Saturday, October 31, 2020

Conversations with Tyler

It is pretty rare that I talk to someone who gets me amped about body building.  Typically I enjoy talking workouts, but will rarely receive nutrition advice well.  Tyler happens to have been U.S. Special Forces and was a competitive body builder prior to a workplace injury that has had him recovering from traumatic brain injury and facial reconstruction.  He is also an aeronautical engineer who was working in commercial fire mitigation.  He is currently planning on getting back in the gym under the guidance of a physical trainer.  I will paraphrase and then expound on a couple of the topics we discussed.

Tyler - "As an engineer, you must be really dialed in on your nutrition.  How much protein do you consume daily"

Me - "I don't really track, I typically eat a 2500 calorie carb heavy diet with only 10-15% of my calories coming from protein."

This opening got us started on nutrition and he had a few strategies for eating clean.  Rather than an elimination diet, eat your clean foods first.  For example drink a gallon of water for the day before you have soda.  Eat your vegetables before you have a cookie.  Strategically you will be satiated and will either not drink the soda or eat the cookies, or worst case scenario eat less.  He also recommended a protein supplement to make sure your ratio of proteins to carbohydrates is 2:1.

If my current diet still hovers around 2500 calories, 60% carbs, 30% fats and 10% protein.  That puts me at 214 grams of carbs, 83 grams of fats and 62 grams of protein.  I think it is quite reasonable to supplement 20 grams of protein a day to get that number up.  Also starting with vegetables is reminiscent of the 800 gram challenge. 

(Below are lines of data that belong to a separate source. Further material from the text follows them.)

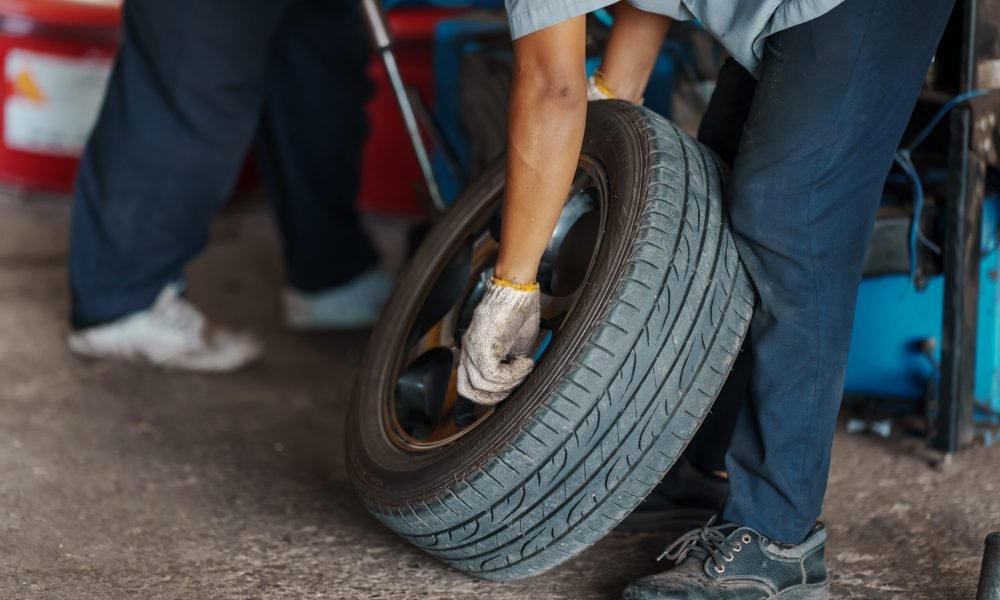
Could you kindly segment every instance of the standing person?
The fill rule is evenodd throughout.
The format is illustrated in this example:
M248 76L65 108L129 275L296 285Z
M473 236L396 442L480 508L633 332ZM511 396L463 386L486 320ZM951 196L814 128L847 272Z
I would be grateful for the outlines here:
M664 553L676 567L633 583L625 597L827 598L817 519L862 259L953 3L629 2L697 17L758 79L746 110L709 114L745 119L726 201L757 308L747 397L736 403L731 443L718 440L728 444L730 483L720 517L681 536ZM460 392L476 402L501 401L533 366L524 352L537 328L525 323L538 322L538 258L568 192L586 114L583 15L609 4L508 0L516 68L504 228L459 370ZM703 131L716 126L732 130L706 123Z
M391 288L354 202L369 42L354 2L126 0L124 37L73 204L82 355L198 371L258 357L183 296L254 147L284 241L285 318L363 327Z

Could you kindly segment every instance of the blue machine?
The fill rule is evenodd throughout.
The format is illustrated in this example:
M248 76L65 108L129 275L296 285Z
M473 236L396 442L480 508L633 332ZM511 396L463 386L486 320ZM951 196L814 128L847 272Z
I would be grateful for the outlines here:
M987 444L1000 441L1000 288L998 270L1000 198L986 199L979 278L975 417ZM918 290L906 274L865 279L858 292L846 391L921 401L936 393L944 316L944 276ZM929 342L929 343L928 343Z

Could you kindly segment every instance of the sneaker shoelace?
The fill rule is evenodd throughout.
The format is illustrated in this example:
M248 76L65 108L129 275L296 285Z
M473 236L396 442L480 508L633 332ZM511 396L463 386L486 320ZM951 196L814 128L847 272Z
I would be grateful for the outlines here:
M733 552L741 549L739 542L729 540L729 534L738 526L735 523L715 525L716 518L712 517L704 526L677 538L656 560L666 558L680 564L688 555L702 559L710 556L716 570L725 570L724 563L733 560Z

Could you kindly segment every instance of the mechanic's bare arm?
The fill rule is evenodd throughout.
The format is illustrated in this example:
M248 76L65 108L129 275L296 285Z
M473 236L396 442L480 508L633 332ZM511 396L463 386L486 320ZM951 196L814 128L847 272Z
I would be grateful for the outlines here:
M614 15L615 24L599 72L613 97L639 102L671 19L639 10L628 2L616 4Z
M627 2L615 6L615 25L601 62L611 95L642 98L670 18ZM507 188L496 275L535 281L573 180L586 119L584 17L514 41L514 82L508 130Z
M538 263L562 211L583 144L584 19L576 17L514 42L500 254L495 277L462 336L456 382L459 394L478 404L503 401L534 368L531 353L541 313L535 282ZM626 30L628 23L628 19L623 22ZM615 35L626 35L620 29L616 24ZM630 67L626 73L642 79L637 85L640 91L662 41L662 37L656 40L652 52L643 52L651 54L648 68ZM625 61L632 42L619 42L621 55L615 60Z
M496 275L535 281L573 181L587 116L585 20L514 41L507 188Z

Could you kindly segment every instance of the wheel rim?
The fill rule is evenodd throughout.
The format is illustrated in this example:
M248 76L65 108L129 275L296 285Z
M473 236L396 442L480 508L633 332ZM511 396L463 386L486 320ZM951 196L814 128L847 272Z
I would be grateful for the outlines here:
M499 205L500 190L485 201ZM534 358L545 350L573 311L590 276L600 247L607 213L607 175L595 160L580 158L573 185L552 239L543 253L538 282L542 322ZM467 236L440 270L417 311L404 341L395 373L396 388L387 398L385 432L407 452L424 453L454 443L503 410L476 405L458 395L457 369L461 337L493 274L499 239L499 217Z

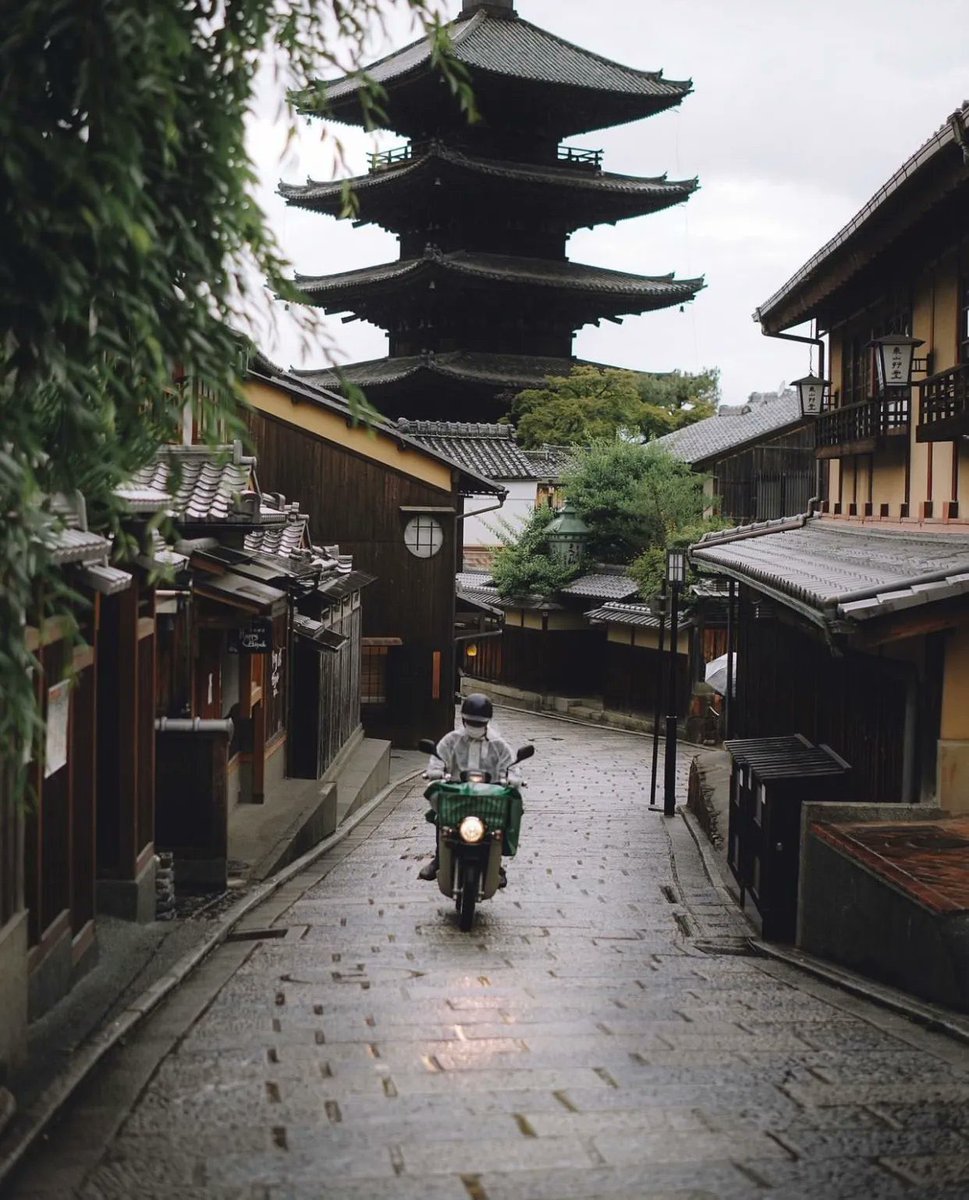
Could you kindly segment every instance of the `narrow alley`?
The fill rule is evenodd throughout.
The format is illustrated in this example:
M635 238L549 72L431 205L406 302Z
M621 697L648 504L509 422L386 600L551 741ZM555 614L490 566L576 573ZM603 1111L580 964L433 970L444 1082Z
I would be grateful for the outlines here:
M403 783L112 1052L11 1200L965 1196L969 1047L753 956L647 809L648 739L496 724L536 754L470 934Z

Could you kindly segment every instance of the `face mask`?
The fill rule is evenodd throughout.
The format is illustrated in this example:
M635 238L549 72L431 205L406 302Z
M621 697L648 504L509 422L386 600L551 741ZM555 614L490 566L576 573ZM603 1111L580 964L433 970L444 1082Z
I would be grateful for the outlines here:
M484 737L487 727L485 725L465 725L464 732L469 738L474 738L475 741L478 741L479 738Z

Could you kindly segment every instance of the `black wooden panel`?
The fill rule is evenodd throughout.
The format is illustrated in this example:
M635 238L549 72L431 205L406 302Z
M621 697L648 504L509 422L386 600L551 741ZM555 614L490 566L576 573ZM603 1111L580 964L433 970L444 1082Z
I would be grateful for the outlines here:
M855 798L902 800L907 664L846 651L780 620L741 589L738 605L739 737L800 733L852 767Z

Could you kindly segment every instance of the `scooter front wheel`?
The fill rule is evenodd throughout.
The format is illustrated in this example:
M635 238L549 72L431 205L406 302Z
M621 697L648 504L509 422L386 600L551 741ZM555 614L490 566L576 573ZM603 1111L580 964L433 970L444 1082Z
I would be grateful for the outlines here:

Tyler - "So what do you do for abs"

Me - "Well...."

This was interesting, because I have always held enough extra weight that "six pack" abs were never on my radar.  However, that doesn't mean I should limit myself to abmat sit-ups once a week at best.  Tyler's recommendation was laying on your back arms holding onto the couch and do slow leg raises and lowers.  Repeat on the sides to get the obliques.  Train until you feel it, but not to failure.

This corresponds to what I read in Draper's book about always starting with ab work to get the core primed.

Tyler - "How many pull-ups can you do"

Me - "3 strict pull-ups"

Tyler - "I bet you could do 8 in a month if you worked at it every day"

I had no intention of adjusting my training, but somehow felt good about this.  For 30 days, I would work on pull-ups (he suggested mixing in switch grip work) and track my progress.  The stakes are $5 from a baseline of 3 pull-ups.  If I get the 8, I am not sure if I owe him $5 or he owes me $5.  Either way, I have some skin in the game.